Faisant suite à une proposition du Président de l'Assemblée, cette mission intervient bien sûr à un moment particulier, celui de la fronde des députés UMP qui, en mai dernier, votèrent un léger assouplissement des règles du permis à points. Que le législateur s'occupe de cette question a déjà quelque chose d'exceptionnel. Car la règlementation en matière de sécurité routière, et cela a encore été le cas lors du récent et explosif Comité interministériel, relève presque totalement du domaine de l'exécutif. Le parlement n'a son mot à dire que sur des questions particulières, répression de l'alcoolisme ou permis à points, ou lorsque, par deux fois durant les vingt dernières années, on lui présentera une loi. D'une certaine façon, cette mission va donc les jeter dans le bain, et on s'apercevra vite que peu nombreux sont ceux qui savent vraiment nager. Elle sera alors pleine d'enseignements dont le premier, dans la tradition de la société de cour, tient moins aux qualités des intervenants qu'à leur ordre de passage.
Le plus souvent, en effet, celui-ci obéit à la bienséance institutionnelle, ce pourquoi, comme chez Norbert Elias, les exceptions seront hautement significatives. On commence par le plus haut gradé, la déléguée interministérielle à la sécurité routière, on continue par les fonctionnaires placés sous ses ordres, puis on auditionne le SAMU avant de s'attaquer aux experts, un chercheur de l'INRETS, ou le préfet Guyot. Déjà, les exceptions sont nombreuses : en même temps que la déléguée interministérielle, la commission auditionne la directrice du LAB, laboratoire privé mais commun à Peugeot et Renault ; avant les experts, on entend un représentant de la fédération des assurances, qui regroupe les assureurs non mutualistes. On voit ainsi se dessiner un second cercle de préséance, qui place les entreprises privées juste un cran au-dessous de la puissance publique. Et, pour finir, les députés écoutent les représentants des usagers, motards, piétons, automobilistes, cyclistes, dans un ordre qui n'est pas non plus dénué de sens, en profitent pour accorder leur attention au très efficace lobby des fabricants d'avertisseurs de radars, et terminent avec Chantal Perrichon, présidente de la Ligue contre la violence routière. Sa position en fin de débats, les attaques dont elle est l'objet de la part d'un Jacques Myard valent aussi comme un symptôme, qui donne à penser que, aux moins chez les députés UMP, sinon la cause qu'elle a défendu avec zèle, du moins sa manière de faire n'est plus vraiment en cour.

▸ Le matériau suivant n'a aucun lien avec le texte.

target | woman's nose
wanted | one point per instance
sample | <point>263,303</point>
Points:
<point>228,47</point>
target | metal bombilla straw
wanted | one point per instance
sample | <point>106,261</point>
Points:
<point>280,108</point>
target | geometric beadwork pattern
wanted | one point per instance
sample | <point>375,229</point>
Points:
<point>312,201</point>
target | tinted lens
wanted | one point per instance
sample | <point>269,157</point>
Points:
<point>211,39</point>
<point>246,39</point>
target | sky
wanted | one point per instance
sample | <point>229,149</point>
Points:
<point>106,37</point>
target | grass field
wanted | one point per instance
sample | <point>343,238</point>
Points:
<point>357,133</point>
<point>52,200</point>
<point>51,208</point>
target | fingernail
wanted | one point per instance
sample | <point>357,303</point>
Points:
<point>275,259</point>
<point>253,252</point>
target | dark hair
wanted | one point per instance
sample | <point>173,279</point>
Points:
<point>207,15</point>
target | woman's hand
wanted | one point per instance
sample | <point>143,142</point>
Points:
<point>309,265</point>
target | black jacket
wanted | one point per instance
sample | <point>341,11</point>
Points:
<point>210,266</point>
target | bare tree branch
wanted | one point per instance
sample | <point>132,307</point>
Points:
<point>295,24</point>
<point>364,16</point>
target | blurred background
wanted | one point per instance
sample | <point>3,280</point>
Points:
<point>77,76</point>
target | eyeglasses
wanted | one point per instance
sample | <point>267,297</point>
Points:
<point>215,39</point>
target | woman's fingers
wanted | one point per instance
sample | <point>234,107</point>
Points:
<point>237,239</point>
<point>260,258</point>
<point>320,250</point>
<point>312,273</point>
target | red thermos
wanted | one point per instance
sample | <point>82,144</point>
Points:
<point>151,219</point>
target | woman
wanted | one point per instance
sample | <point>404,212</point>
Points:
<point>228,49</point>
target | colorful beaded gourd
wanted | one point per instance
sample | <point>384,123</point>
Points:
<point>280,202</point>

De ces compte-rendus, on retiendra celui de la sixième journée, et pas seulement parce qu'il y est question des motards. Car les trois entités auditionnées ce jour-là, deux associations d'usagers, et un lobby industriel, sont aussi dissemblables que possible, et possèdent chacun leur propre stratégie pour faire valoir ses intérêts ; et là, sans nul doute, l'AFFTAC impressionne. Créée en mai dernier pour représenter les producteurs d'avertisseurs de radars sous la menace d'une interdiction gouvernementale, elle a su en quelques semaines se muer en un promoteur de la sécurité routière tout dévoué à l'intérêt général, et prêt à collaborer en cas de besoin, comme lorsque son représentant propose d'utiliser le suivi de ses clients dont il connaît en permanence la position, le temps de conduite, la vitesse et, bientôt, la dynamique, pour leur adresser des messages à caractère purement informatif. Dans un ordre radicalement différent, le représentant de la branche lyonnaise de l'association Les droits du piéton donne une éblouissante démonstration de sectarisme, laquelle ne se limite pas à son champ d'action puisque, présentant le fait de rouler à moto comme une addiction et les motards comme seulement sensibles à la sanction, distinguant usages utilitaires et hédonistes, et réclamant une limitation de la cylindrée des machines en citant en exemple ce Japon qui ne fabrique des grosses cylindrées que pour les exporter, il reprend mot pour mot l'argumentaire de celui qui fut le premier délégué à la sécurité routière, Christian Gérondeau, voilà trente ans. De sa part pas un mot, bien sûr, au sujet de la responsabilité des piétons dans les accidents dont ils sont victimes et qui, à Paris, selon le dernier rapport de la Préfecture de police, approche des 53 %, soit environ dix à quinze points de plus que pour les cyclistes, motards et scooteristes. Pas une mention des derniers chiffres de la sécurité routière qui, sur les douze mois qui courent jusqu'en mai 2011, relève 512 piétons tués, et 749 motocyclistes.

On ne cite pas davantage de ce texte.